この大きさのロボットに人工知能を搭載するのはまだ難しいんです。知能はロボットに搭載するのではなく、インターネット上に持っていればいい。つまり、サーバで処理を行って、ネットワークを通じて結果をロボットに送信するということです。
--通信機能は、2004年3月に発表したプロトタイプではNTTドコモのFOMAを利用していましたが、今回は無線LANになりましたね。

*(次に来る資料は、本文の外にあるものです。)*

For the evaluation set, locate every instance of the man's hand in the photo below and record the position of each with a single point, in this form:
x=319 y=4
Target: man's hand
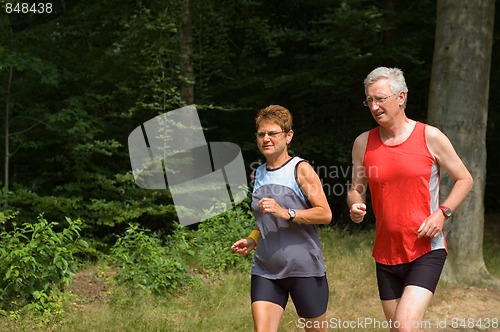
x=357 y=212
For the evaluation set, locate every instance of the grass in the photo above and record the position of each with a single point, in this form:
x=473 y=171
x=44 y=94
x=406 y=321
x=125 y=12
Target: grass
x=221 y=302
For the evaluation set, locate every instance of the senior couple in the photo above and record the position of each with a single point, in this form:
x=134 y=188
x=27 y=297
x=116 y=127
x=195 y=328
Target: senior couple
x=288 y=203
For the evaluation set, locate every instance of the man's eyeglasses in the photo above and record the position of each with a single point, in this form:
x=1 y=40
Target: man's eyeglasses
x=272 y=134
x=377 y=100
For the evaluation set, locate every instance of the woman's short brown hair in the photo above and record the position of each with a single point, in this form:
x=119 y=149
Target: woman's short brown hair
x=276 y=114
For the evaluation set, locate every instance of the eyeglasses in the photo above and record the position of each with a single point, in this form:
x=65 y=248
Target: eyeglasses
x=377 y=100
x=272 y=134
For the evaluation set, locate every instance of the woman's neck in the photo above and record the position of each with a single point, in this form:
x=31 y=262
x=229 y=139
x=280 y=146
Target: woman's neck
x=273 y=163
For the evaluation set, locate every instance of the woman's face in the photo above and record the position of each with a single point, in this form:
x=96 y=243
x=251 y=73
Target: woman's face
x=271 y=139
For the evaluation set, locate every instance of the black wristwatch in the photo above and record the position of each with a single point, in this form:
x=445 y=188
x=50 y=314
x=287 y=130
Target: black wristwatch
x=446 y=211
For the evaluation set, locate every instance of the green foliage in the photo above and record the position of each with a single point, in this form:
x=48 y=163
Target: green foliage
x=37 y=260
x=149 y=265
x=213 y=239
x=145 y=264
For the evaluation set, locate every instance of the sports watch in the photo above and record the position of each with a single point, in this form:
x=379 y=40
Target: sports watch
x=446 y=211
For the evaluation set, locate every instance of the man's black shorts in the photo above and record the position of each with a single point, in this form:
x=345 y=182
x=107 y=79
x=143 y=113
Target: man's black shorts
x=423 y=272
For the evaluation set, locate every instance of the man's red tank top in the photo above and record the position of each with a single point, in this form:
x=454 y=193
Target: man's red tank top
x=404 y=187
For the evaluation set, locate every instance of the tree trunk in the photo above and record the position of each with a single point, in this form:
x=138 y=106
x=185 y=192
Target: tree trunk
x=186 y=48
x=458 y=105
x=7 y=143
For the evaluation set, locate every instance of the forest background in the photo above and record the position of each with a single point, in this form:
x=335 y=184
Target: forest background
x=78 y=78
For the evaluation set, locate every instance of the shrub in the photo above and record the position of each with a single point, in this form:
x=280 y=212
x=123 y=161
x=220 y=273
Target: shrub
x=145 y=264
x=35 y=259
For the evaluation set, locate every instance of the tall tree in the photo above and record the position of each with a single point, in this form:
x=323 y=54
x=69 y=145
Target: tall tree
x=458 y=104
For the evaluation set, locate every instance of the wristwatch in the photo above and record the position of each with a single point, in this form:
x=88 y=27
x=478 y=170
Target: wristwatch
x=446 y=211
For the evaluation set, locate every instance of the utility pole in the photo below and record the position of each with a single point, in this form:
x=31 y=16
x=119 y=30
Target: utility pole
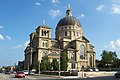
x=59 y=61
x=39 y=68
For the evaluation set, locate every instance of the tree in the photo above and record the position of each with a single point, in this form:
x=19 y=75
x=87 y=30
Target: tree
x=108 y=57
x=48 y=66
x=55 y=65
x=63 y=61
x=43 y=65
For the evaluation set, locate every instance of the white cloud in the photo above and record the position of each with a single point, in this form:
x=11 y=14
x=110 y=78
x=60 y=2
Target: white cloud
x=22 y=45
x=54 y=13
x=113 y=45
x=100 y=8
x=8 y=37
x=55 y=1
x=1 y=37
x=17 y=47
x=82 y=15
x=26 y=43
x=1 y=27
x=115 y=9
x=37 y=3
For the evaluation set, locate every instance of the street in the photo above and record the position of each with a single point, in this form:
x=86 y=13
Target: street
x=12 y=77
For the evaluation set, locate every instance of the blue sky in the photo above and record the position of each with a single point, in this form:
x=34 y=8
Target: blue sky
x=100 y=20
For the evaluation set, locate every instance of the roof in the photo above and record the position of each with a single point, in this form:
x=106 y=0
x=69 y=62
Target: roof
x=69 y=20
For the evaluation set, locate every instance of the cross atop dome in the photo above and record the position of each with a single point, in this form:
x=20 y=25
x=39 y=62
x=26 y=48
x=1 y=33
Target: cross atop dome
x=68 y=6
x=68 y=12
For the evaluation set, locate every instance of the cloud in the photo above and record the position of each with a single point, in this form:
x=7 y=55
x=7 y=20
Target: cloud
x=55 y=1
x=54 y=13
x=22 y=45
x=100 y=8
x=37 y=3
x=2 y=37
x=113 y=45
x=26 y=43
x=81 y=16
x=115 y=9
x=1 y=27
x=8 y=37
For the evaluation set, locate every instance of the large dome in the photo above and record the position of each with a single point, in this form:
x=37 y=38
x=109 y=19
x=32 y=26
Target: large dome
x=68 y=20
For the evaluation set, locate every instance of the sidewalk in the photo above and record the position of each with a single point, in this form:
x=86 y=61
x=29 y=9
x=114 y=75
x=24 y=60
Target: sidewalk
x=52 y=76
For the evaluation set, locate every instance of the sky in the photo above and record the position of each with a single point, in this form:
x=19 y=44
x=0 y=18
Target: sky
x=100 y=20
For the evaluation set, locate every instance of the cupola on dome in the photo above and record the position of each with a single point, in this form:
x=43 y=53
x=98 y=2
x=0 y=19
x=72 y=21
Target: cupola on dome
x=68 y=19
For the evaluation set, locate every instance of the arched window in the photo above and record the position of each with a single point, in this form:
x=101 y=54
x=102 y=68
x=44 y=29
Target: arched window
x=82 y=52
x=65 y=33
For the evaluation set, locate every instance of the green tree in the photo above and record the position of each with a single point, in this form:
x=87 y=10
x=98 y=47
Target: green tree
x=63 y=61
x=43 y=65
x=48 y=66
x=55 y=65
x=108 y=57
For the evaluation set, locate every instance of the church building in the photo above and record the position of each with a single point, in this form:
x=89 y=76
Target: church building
x=68 y=36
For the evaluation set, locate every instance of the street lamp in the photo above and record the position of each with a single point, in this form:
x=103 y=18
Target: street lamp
x=59 y=61
x=39 y=68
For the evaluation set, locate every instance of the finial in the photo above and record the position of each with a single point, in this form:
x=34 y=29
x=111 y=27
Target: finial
x=43 y=22
x=68 y=6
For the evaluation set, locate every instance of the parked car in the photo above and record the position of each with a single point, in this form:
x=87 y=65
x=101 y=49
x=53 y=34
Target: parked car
x=95 y=69
x=31 y=72
x=89 y=69
x=26 y=72
x=20 y=74
x=117 y=75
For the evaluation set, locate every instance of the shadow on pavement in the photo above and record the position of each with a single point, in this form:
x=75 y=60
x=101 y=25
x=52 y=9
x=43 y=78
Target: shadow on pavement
x=91 y=78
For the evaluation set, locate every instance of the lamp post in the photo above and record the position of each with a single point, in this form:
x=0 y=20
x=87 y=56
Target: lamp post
x=59 y=61
x=39 y=67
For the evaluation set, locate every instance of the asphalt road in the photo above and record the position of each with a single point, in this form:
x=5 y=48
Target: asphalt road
x=12 y=77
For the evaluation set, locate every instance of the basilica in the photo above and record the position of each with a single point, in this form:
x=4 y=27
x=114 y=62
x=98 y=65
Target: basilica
x=68 y=37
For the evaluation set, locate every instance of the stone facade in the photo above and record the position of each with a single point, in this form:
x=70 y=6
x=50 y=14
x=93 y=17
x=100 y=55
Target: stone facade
x=68 y=37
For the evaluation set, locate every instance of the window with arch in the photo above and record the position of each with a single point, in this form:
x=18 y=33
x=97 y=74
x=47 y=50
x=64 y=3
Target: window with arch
x=82 y=51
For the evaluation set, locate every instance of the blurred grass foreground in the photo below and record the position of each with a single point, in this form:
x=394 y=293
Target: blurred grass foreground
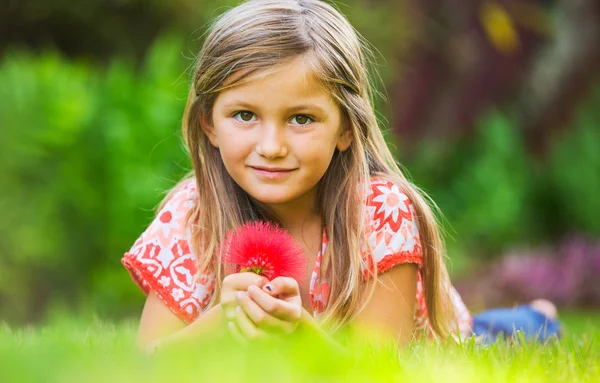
x=68 y=351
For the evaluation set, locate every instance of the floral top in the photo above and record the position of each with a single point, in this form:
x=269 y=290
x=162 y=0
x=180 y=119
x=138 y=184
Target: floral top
x=162 y=260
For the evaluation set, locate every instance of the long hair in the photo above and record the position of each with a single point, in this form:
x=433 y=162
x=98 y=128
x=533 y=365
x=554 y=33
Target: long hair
x=250 y=40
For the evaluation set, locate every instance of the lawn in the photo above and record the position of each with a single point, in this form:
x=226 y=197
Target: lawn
x=68 y=350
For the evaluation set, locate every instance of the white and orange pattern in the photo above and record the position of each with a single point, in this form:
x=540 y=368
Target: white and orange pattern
x=161 y=259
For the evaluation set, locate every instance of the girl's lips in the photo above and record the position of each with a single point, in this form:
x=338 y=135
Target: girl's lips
x=272 y=173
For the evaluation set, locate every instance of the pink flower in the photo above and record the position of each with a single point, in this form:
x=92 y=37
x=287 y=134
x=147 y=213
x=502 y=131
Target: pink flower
x=265 y=249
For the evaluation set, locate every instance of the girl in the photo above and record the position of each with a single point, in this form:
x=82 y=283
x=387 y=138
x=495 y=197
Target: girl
x=280 y=126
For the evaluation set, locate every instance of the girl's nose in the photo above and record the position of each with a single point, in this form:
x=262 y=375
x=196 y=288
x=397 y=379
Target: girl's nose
x=271 y=142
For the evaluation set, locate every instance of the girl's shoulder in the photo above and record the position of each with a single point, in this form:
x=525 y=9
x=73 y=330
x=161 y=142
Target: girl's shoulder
x=162 y=260
x=392 y=230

どの通信事業者のどの端末でも操作できるようにしたかったんです。FOMAを利用するとユーザーはFOMAカードを買う必要がありますし、テレビ電話を使うと利用時間に応じた課金になってしまうので、ユーザーのコスト負担が大きいと考えました。今はnuvo自体にIPアドレスが割り振られているので、インターネットからそこに接続して操作してもらうようになります。